Anti-Atom partnership dissolved, claim moles

Nvidia and VIA have reportedly canned their plan to jointly develop a reference design for Small, Cheap Computers based on their chippery.

The scheme - agreement for which was reached back in April - has now been suspended, VIA moles told DigiTimes.

The deal was to have paved the way for a reference design centring on VIA's C7-M and Nano processors, and Nvidia's GeForce 9400M integrated chipset, then known only by its codename 'MCP79'.

In July, industry insiders alleged that Nvidia had only entered into the deal to gain a bargaining chip to be used in negotiations with Intel to gain the right to build chipset products for Intel's Atom.

Heaven knows netbooks could use an Nvidia chipset.
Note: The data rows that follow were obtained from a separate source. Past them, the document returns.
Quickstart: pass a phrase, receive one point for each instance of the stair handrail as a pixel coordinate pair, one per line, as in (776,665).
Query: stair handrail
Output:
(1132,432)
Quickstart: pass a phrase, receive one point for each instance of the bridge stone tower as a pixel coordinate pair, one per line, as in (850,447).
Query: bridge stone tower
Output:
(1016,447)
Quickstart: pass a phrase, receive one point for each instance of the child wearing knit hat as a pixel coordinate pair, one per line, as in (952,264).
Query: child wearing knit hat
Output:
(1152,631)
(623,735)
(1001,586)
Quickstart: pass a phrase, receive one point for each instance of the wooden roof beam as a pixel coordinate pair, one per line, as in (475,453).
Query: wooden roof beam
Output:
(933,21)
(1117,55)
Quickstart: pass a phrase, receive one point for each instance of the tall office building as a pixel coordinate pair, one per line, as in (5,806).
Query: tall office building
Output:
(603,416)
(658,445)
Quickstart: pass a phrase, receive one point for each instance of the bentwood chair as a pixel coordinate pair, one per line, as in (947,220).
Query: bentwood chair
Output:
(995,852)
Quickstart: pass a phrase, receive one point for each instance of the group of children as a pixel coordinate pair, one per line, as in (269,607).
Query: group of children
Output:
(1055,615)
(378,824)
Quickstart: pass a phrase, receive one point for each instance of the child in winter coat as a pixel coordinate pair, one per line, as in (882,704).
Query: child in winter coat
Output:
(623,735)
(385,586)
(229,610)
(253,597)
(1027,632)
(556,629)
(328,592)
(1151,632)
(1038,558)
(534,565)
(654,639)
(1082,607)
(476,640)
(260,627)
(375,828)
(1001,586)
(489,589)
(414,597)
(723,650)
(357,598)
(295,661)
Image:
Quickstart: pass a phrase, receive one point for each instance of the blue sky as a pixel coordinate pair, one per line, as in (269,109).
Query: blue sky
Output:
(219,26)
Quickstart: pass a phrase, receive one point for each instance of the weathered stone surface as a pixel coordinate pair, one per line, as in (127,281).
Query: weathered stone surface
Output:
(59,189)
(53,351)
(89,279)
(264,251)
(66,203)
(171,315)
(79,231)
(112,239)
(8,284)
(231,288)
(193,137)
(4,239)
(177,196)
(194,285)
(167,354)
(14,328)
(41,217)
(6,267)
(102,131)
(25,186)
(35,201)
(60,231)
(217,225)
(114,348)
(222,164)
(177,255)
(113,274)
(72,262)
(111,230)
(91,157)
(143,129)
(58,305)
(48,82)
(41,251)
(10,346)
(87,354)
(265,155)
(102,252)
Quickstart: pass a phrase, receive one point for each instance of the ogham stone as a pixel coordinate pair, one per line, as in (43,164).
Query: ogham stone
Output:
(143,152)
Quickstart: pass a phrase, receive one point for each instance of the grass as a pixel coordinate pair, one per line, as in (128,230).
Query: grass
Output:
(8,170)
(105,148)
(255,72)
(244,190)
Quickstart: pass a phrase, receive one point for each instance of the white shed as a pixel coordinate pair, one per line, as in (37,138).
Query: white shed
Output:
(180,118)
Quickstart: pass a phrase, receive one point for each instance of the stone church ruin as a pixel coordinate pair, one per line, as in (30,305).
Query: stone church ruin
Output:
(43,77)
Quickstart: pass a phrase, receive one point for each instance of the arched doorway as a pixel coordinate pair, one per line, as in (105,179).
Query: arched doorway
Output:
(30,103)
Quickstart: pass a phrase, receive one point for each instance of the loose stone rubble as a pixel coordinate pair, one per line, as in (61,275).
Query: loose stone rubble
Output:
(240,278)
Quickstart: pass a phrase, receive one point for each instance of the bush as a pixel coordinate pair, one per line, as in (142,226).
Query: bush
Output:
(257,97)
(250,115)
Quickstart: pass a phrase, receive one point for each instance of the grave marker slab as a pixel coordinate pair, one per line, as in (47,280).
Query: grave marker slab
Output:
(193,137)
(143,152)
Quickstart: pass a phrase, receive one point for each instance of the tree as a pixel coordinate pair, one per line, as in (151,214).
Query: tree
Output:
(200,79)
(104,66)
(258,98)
Just as Apple recently selected the 9400M over Intel's own integrated GPU for its latest MacBook and MacBook Air products, so we'd like to see SCCs that drop Intel's old, slow, power-hungry system chippery for a sleek, modern Nvidia alternative.

If Nvidia's succeeded and got some design wins, it's not saying. But if the VIA insiders are correct, its erstwhile partner isn't happy with the way the programme has gone. Or maybe it just wants to focus, as it's largely done to date, on its own chipset and integrated graphics offerings, embedded in its OpenBook netbook reference platform.